Já o ex-ministro dos Negócios Estrangeiros João Gomes Cravinho, que liderou a Missão de Observação Eleitoral da CPLP em Moçambique, disse à Lusa que não é possível dissociar o homicídio de Elvino Dias e Paulo Guambe do processo eleitoral. Cravinho condenou o crime, considerando que “contribui para adensar as múltiplas dúvidas existentes sobre o processo eleitoral ainda em curso” e que representa “uma mancha indelével sobre as eleições“.

Também a UE condenou o assassinato e apelou a uma investigação “imediata, exaustiva e transparente”. “A UE apela à máxima contenção de todos e ao respeito pelas liberdades fundamentais e pelos direitos políticos. Além disso, é crucial que sejam tomadas medidas firmes de proteção de todos os candidatos neste período pós-eleitoral”, lê-se ainda. A Missão de Observação Eleitoral da União Europeia continua no país a avaliar o processo eleitoral.

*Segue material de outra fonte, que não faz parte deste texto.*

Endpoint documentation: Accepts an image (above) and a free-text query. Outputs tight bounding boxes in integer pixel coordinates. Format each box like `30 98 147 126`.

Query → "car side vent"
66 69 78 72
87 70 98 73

Também a União Nacional para a Independência Total de Angola (UNITA) manifestou “indignação e profunda preocupação” em relação à situação em Moçambique. Numa publicação no Facebook, Adalberto Costa Júnior, o presidente da UNITA, afirmou que “a Direcção da UNITA condena, nos termos mais veementes possíveis, este ato macabro que ensombra toda a sociedade moçambicana”. “Neste ato, perdeu todo o continente africano e todos os que pelo mundo fora lutam pela democracia, pela liberdade e pelo progresso das populações.”

A UNITA demonstrou solidariedade “com todas as organizações moçambicanas e internacionais defensoras da democracia, da transparência eleitoral e dos direitos humanos que se estão a juntar ao clamor do povo moçambicano e exigem que a verdade eleitoral seja absolutamente respeitada”.